Sacré rythme de travail pour Hong Sangsoo ! C’est déjà son quatorzième film, et il retrouve ici son thème de prédilection, les sentiments amoureux. Nouveau coup de pinceau dans la même gamme de couleur, Haewon et les hommes est cependant loin d’être redondant ; le cinéaste dessine sans complexe une élégante cartographie de la désillusion amoureuse.
Le pitch : Haewon, une jeune et belle étudiante, veut mettre fin à la liaison qu’elle entretient avec son professeur Seongjun. Se sentant déprimée par le départ de sa mère qui part s’installer au Canada, elle le contacte à nouveau. Le film se construit ensuite autour d’un désenchantement progressif…
Le départ de la mère d’Haewon, voilà l’élément déclencheur d’un film dont le titre international « Haewon nobody’s daughter » est à cet égard bien plus parlant. Sans l’aile protectice du parent, et les songes et rêveries de la jeune femme volent en fumée ; le passage à l’âge adulte est soudain, et donc violent. Difficile de comparer l’enfant qui court autour d’une statue au début du film, et la femme qu’elle est devenue à la fin : la frontière entre rêve et réalité est trouble. Situations et lieux se répètent et se mélangent, la confusion s’installe : l’histoire devient histoires, la véracité de l’action n’est plus qu’une illusion. Après tout, Haewon - qui est également narratrice - est souvent endormie, ou éméchée dans le film ; où s’arrête alors le fantasme ?

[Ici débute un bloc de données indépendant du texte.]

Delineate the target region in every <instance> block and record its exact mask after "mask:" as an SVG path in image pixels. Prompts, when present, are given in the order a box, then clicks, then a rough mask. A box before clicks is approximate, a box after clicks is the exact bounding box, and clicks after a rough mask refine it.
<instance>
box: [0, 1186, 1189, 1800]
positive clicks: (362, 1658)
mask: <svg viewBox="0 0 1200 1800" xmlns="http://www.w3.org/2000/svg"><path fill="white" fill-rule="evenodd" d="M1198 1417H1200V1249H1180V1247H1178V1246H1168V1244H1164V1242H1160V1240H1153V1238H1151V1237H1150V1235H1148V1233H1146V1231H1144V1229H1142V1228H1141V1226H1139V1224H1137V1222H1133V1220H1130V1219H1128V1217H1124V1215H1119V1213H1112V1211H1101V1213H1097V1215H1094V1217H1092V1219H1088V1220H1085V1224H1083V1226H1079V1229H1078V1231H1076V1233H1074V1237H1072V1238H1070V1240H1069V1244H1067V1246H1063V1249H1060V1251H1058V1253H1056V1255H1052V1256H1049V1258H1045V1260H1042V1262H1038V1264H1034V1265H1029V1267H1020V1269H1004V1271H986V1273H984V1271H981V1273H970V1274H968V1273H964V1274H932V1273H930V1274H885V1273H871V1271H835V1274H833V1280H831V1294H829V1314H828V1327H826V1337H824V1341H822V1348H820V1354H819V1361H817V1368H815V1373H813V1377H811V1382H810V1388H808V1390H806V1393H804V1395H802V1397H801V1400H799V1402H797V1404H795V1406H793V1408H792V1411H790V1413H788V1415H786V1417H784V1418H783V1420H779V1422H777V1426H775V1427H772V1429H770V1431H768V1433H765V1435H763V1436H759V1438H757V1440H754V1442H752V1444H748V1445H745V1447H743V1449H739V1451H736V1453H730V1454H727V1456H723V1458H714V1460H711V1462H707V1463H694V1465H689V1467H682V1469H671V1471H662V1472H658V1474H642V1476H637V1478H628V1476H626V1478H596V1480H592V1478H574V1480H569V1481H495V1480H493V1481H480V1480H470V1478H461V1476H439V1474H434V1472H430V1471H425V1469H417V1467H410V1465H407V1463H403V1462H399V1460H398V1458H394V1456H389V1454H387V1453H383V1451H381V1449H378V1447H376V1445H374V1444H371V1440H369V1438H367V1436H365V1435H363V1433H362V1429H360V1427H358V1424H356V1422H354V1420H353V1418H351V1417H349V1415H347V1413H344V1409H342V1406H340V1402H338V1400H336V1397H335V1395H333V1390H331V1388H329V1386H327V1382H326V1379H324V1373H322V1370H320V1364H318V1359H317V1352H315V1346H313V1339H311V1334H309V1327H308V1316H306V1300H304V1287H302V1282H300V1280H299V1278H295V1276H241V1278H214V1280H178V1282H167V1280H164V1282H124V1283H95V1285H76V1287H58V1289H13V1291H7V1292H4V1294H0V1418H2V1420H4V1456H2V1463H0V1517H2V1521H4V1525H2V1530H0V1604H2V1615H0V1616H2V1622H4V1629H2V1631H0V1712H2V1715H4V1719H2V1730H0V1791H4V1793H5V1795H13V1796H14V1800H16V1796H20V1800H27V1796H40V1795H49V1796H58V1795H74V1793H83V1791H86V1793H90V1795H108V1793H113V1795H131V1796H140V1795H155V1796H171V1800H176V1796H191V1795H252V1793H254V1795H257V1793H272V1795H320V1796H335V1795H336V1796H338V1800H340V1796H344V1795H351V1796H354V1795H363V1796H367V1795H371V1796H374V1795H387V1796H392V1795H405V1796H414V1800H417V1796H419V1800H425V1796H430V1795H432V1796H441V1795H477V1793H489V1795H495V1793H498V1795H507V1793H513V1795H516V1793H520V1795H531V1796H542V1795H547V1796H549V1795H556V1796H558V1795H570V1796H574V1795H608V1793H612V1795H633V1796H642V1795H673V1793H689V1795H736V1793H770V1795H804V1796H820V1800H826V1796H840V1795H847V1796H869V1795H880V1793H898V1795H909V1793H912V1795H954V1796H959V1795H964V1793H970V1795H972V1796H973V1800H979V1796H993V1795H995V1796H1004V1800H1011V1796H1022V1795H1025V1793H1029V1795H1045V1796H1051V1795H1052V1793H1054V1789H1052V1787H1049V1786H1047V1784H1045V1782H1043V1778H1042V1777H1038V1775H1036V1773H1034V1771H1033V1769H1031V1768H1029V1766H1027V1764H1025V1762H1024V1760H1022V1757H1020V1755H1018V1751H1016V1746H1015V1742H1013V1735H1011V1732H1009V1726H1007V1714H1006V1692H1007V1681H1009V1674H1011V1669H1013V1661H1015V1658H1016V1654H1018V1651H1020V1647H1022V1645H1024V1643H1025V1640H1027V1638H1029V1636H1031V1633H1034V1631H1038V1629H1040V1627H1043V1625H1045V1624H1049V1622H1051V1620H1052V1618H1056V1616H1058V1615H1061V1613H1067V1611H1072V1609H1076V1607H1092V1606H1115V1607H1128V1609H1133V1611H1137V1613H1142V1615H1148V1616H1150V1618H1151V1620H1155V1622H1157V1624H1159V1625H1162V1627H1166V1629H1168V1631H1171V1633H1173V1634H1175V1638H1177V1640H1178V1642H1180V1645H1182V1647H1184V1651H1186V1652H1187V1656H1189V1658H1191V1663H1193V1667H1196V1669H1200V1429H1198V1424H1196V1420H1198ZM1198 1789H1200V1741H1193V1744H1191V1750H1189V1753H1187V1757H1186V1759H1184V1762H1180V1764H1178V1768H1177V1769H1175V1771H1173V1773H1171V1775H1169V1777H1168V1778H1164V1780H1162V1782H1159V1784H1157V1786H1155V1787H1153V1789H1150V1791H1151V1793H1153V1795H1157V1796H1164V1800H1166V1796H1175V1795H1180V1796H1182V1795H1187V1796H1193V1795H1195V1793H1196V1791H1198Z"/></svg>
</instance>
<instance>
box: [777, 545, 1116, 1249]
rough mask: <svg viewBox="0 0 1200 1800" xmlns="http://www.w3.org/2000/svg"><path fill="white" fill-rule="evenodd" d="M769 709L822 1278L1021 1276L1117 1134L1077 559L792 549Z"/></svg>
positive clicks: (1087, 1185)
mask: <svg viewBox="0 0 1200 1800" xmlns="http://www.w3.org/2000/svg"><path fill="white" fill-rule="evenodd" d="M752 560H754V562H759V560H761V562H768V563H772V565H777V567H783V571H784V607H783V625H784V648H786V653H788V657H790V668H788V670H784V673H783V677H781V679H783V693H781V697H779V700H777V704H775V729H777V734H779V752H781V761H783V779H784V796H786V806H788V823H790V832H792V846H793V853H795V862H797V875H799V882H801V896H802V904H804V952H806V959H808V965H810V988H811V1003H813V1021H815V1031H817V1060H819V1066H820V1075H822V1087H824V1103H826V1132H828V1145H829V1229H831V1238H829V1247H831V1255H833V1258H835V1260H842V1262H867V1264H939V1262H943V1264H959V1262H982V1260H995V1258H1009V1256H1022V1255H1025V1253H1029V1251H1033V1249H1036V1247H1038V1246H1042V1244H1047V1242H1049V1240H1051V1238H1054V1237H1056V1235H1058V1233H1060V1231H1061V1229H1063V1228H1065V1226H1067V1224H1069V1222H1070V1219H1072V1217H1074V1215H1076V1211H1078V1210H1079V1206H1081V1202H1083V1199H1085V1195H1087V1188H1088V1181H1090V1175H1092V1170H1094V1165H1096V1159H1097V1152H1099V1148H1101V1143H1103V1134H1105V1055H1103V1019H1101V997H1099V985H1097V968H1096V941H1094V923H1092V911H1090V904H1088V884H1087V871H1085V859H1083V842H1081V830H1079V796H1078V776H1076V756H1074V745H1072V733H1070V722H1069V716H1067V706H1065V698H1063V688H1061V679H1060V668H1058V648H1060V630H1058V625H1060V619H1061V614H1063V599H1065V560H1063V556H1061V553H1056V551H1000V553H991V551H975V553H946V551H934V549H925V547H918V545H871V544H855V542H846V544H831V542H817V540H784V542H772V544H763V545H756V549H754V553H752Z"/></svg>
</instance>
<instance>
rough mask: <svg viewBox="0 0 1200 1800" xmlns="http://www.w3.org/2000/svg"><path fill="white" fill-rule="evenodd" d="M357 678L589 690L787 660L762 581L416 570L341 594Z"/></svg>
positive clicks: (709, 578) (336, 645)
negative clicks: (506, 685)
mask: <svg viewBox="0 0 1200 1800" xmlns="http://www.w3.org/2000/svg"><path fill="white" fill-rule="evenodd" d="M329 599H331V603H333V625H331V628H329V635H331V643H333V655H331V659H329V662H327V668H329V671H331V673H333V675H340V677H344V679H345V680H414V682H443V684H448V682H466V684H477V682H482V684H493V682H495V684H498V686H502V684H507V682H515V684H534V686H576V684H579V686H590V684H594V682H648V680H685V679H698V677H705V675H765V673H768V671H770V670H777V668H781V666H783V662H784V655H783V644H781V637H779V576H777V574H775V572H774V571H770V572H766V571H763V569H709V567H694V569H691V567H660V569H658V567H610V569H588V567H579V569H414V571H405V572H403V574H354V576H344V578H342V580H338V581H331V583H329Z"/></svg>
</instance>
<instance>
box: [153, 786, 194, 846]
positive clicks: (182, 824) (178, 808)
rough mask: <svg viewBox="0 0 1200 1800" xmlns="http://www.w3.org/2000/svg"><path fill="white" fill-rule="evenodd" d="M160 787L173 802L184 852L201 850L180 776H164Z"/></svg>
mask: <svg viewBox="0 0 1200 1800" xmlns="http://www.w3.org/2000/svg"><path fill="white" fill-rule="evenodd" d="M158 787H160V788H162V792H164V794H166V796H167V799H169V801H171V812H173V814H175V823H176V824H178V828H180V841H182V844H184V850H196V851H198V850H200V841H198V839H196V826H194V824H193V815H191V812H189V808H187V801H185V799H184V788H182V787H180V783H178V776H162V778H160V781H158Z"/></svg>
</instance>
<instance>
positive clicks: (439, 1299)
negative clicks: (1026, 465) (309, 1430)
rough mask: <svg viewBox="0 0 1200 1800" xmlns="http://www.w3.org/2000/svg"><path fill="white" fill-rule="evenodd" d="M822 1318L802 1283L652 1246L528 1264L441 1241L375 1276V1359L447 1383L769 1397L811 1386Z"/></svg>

Les parallèles entre deux rencontres (le jeune homme et le professeur vivant aux USA) montrent bien ce jeu permanent : un plan sur la chaussure d’Haewon écrasant une cigarette, une rencontre devant la librairie, une discussion étrangement familiaire à propos d’un livre… Haewon raconte et prend le pouvoir, elle fait de son rêve la réalité cinématographique ; son désir d’inconnu (à la fois en tant que personne et en tant que désir de voyage) impose au spectateur sa propre réalité.
Le fantasme du voyage est illustré par la fascination de l’héroïne pour l’Occident, et ce dès le début du film lorsqu’Haewon rencontre et récupère le numéro de téléphone de Jane Birkin après une rencontre pour le moins incongrue. L’idée du voyage est présentée comme une promesse, d’abord par cette rencontre, puis par le départ de la mère, qui promet un lien avec le Canada. La dernière promesse est celle du professeur, qui l’invite à la rejoindre aux Etats-Unis. Des trois promesses, aucune ne se concrétise.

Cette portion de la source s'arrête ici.